Fenomena Melukai Diri Mengkhawatirkan di Singapura: Studi Ungkap 25% Remaja Pernah Melakukannya
Kesehatan Mental Remaja Singapura dalam Sorotan: Studi Ungkap Fakta Mengejutkan
Sebuah studi baru-baru ini mengungkapkan kekhawatiran mendalam tentang kesehatan mental remaja di Singapura. Hasil penelitian menunjukkan bahwa satu dari empat remaja di negara tersebut dilaporkan pernah melakukan tindakan melukai diri sendiri setidaknya sekali dalam hidup mereka. Temuan ini menyoroti prevalensi Non-Suicidal Self-Injury (NSSI) atau perilaku melukai diri tanpa niat bunuh diri di kalangan generasi muda Singapura.
NSSI didefinisikan sebagai tindakan yang disengaja untuk melukai diri sendiri, termasuk cutting (mengiris kulit), membakar diri, memukul diri sendiri, atau tindakan lain yang menyebabkan cedera fisik. Penelitian ini menemukan bahwa usia rata-rata pertama kali remaja melakukan NSSI adalah 14 tahun. Pada laki-laki, terdapat peningkatan kedua dalam perilaku ini sekitar usia 18 tahun.
Detail Temuan Penelitian:
- NSSI Berulang: 11,6% responden melaporkan melakukan NSSI berulang, yang didefinisikan sebagai setidaknya lima kejadian melukai diri sendiri.
- Metode yang Umum: Cutting adalah metode yang paling umum digunakan, dengan 13,5% remaja mengaku pernah melakukannya. Metode lain yang umum meliputi menggaruk, memukul diri sendiri, dan membenturkan kepala ke benda keras.
Studi ini, yang dipublikasikan pada bulan Maret, menggunakan data dari National Youth Mental Health Study yang melibatkan 2.600 peserta berusia 15 hingga 35 tahun. Studi nasional ini dilakukan oleh Institute of Mental Health (IMH).
Dr. Swapna Verma, Ketua Dewan Medis di IMH, menekankan bahwa NSSI bukanlah gangguan mental, melainkan sering kali merupakan indikasi dari masalah yang lebih mendalam.
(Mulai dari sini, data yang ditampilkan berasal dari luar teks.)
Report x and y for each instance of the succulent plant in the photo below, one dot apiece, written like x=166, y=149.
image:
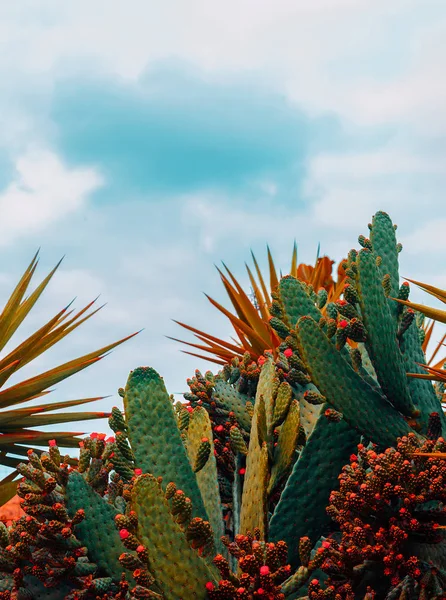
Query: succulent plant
x=251, y=320
x=20, y=427
x=225, y=496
Remaja mungkin menggunakan NSSI sebagai mekanisme coping (penanganan) untuk mengatasi emosi yang luar biasa atau tekanan yang tidak dapat mereka atasi dengan cara yang lebih sehat.
"Bagi sebagian orang, tindakan ini memberikan kelegaan sementara dari perasaan yang kuat, seperti kesedihan, kemarahan, kecemasan, atau mati rasa. Yang lain mungkin menggunakannya untuk mengkomunikasikan tekanan," jelas Dr. Verma.
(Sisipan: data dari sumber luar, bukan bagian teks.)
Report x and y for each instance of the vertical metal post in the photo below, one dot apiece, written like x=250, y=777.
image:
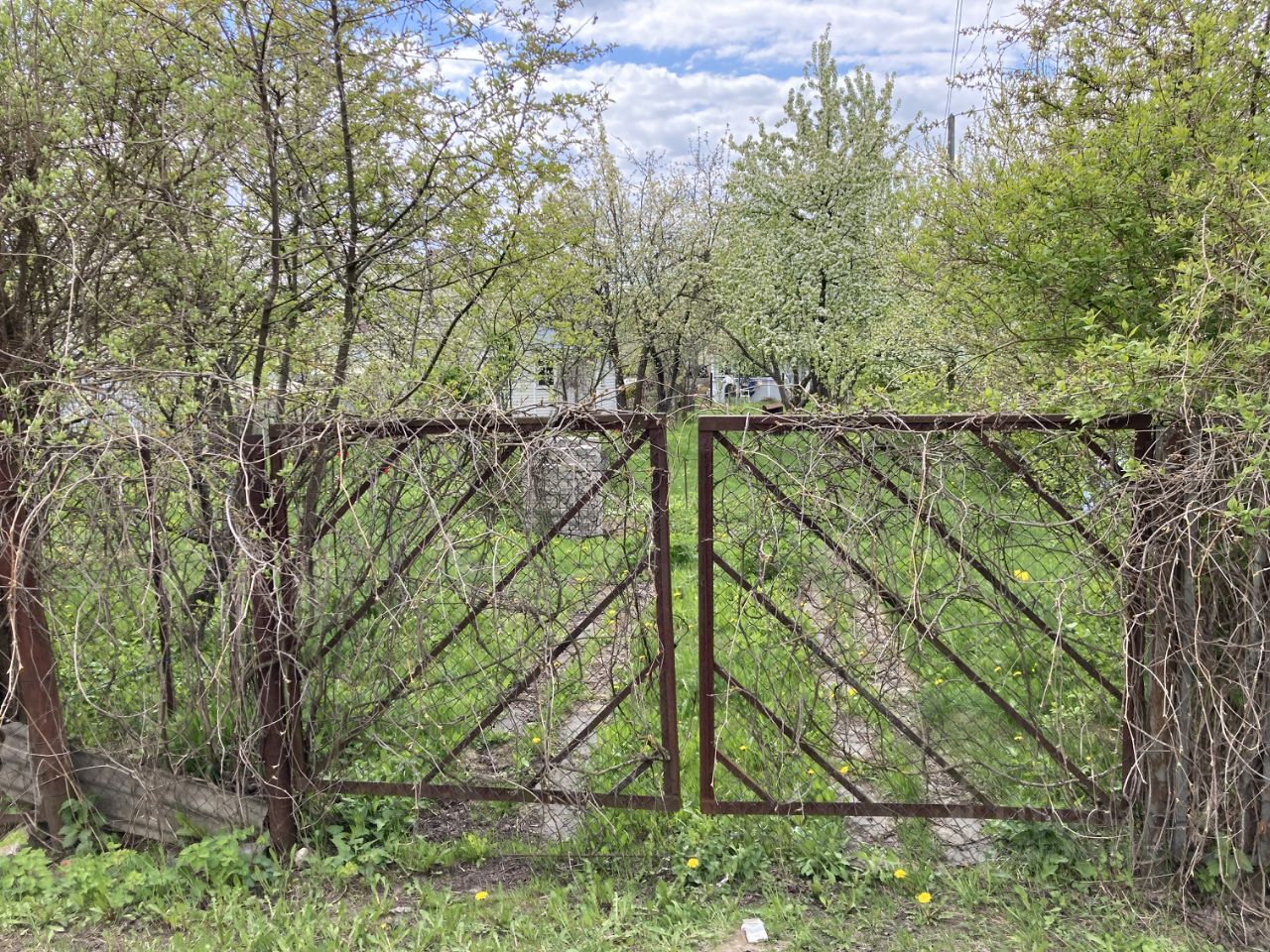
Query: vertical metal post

Penelitian ini juga menyoroti beberapa faktor risiko yang terkait dengan perilaku melukai diri sendiri. Remaja berusia 15 hingga 29 tahun dengan tingkat pendidikan yang lebih rendah lebih rentan terhadap NSSI. Selain itu, mereka yang mengalami gejala depresi dan kecemasan yang parah juga memiliki risiko yang lebih tinggi. Ketidakpuasan terhadap citra tubuh juga meningkatkan kemungkinan seseorang melakukan NSSI hingga dua kali lipat.
Sherilyn Chang, Kepala Peneliti Senior IMH yang terlibat dalam studi ini, menjelaskan bahwa individu yang tidak puas dengan citra tubuh mereka cenderung mengembangkan sikap acuh tak acuh dalam melindunginya, bersamaan dengan meningkatnya toleransi terhadap rasa sakit. Sikap ini memudahkan mereka untuk terlibat dalam perilaku melukai diri sendiri ketika menghadapi tekanan emosional yang intens.
Menanggapi temuan ini, para peneliti menekankan perlunya melatih para profesional di sekolah, seperti guru dan konselor, untuk mengenali dan menanggapi tanda-tanda melukai diri sendiri dengan tepat. Mereka juga menyerukan pengembangan program pencegahan yang komprehensif, termasuk program untuk meningkatkan ketahanan pada remaja dan mengajarkan strategi coping yang lebih sehat untuk mengelola emosi.